Reputation: 31
Newbie-sh with R.
CHALLENGE: I have this data frame with a number of variables in columns (see below). I need to convert the text of "$ TIMEPT : chr" to a numeric value and do some math.
$ SUBJ : chr "1" "2" "3" "4" ...
$ VISIT : chr "0" "12" "34" "84" ...
$ TIMEPT : chr "Within 15 minutes prior to stopping infusion" "Within 5 minutes prior to stopping infusion" "5 minutes post infusion" "15 minutes post infusion" ...
MY 2 APPROACHES:
1.
df$TIMEPT <-replace (df$TIMEPT, df$TIMEPT == "Within 15 minutes
prior to dosing", 0)
This approach only worked for the first set of text I tried converting the TIMEPT variable as a factor:
2.
df$TIMEPT <- within(df, TIMEPT <- df$TIMEPT <- factor(TIMEPT, labels
= c(0, 1,2,3.92,4.08, 4.25, 4.5, 5, 6, 7, 10)))

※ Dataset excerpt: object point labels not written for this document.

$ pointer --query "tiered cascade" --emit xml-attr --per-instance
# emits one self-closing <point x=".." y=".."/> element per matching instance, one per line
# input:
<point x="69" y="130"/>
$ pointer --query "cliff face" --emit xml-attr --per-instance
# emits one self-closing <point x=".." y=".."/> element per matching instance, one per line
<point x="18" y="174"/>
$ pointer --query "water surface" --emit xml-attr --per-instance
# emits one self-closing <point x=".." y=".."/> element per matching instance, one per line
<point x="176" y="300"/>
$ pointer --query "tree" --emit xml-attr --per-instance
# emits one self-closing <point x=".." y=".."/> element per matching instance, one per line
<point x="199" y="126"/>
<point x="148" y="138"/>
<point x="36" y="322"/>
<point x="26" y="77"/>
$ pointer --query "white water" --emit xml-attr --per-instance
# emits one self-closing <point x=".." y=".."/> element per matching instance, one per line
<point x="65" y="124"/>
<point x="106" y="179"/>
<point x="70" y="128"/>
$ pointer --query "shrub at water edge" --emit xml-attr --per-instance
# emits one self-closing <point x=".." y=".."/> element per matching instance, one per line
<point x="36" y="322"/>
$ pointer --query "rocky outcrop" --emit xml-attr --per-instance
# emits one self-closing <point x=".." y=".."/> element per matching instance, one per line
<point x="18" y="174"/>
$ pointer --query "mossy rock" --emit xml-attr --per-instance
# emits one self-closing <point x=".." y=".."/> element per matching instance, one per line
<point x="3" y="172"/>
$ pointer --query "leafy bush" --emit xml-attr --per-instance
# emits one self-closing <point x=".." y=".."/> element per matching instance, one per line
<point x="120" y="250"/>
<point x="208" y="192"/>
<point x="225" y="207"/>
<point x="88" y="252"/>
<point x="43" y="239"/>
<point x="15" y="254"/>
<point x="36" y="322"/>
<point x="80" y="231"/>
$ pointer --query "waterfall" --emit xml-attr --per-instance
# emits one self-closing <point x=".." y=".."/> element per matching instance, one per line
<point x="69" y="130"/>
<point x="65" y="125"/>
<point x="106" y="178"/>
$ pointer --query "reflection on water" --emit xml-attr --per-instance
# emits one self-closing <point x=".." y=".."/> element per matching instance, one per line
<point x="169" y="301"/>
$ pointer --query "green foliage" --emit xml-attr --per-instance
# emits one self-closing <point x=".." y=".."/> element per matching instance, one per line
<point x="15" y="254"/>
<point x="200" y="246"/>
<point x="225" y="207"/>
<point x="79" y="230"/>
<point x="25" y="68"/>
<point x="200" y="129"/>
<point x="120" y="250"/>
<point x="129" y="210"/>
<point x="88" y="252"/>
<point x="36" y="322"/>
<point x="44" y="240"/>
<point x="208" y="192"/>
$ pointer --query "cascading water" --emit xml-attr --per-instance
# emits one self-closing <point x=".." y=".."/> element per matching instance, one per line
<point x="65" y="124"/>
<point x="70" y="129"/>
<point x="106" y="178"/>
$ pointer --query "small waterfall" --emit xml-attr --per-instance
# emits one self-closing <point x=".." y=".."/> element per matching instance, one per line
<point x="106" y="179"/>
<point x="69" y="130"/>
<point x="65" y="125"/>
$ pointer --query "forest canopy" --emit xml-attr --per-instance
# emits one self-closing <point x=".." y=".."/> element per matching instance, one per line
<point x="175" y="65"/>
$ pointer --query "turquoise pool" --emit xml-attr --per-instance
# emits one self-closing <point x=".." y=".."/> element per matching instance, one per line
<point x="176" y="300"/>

This approach (2) created nested tables of all variables (then the df became larger and more complex). Converting these factors to numbers did not work using the following expression:
df$TIMEPT <- as.numeric(as.numeric(df$TIMEPT))
QUESTION - How could I convert such "long" text TIMEPT into numerical values?
EXPECTED OUTCOME
AN over simplification would be:
SUBJID VISIT TIMEPT
1 1 0 0
2 2 0 1
3 3 0 2
4 4 0 3
...
NOTE: The text in $TIMEPT have similar numerical values across the df. For example the text specifies "within 5 min prior", "before 5 min", "5 min post" ... As such, numerical parsing might not work (I'll try as suggested below)
Upvotes: 2
Views: 742
Reputation: 335
try this
df$newvariable<-readr::parse_number(df$TIMET)
it should extract only the numbers from the character string.
example:
c<-data.frame(x=c(1,2,3,4,5,6,7,8,9), y=c("10 mins", "20 mins", "30 mins", "40 mins", "50 mins", "60 Minutes", "70 mins", "80 mins", "90 minutes"))
c$y<-as.character(c$y)
c$t<-readr::parse_number(c$y)
c
x y t
1 1 10 mins 10
2 2 20 mins 20
3 3 30 mins 30
4 4 40 mins 40
5 5 50 mins 50
6 6 60 Minutes 60
7 7 70 mins 70
8 8 80 mins 80
9 9 90 minutes 90
Upvotes: 1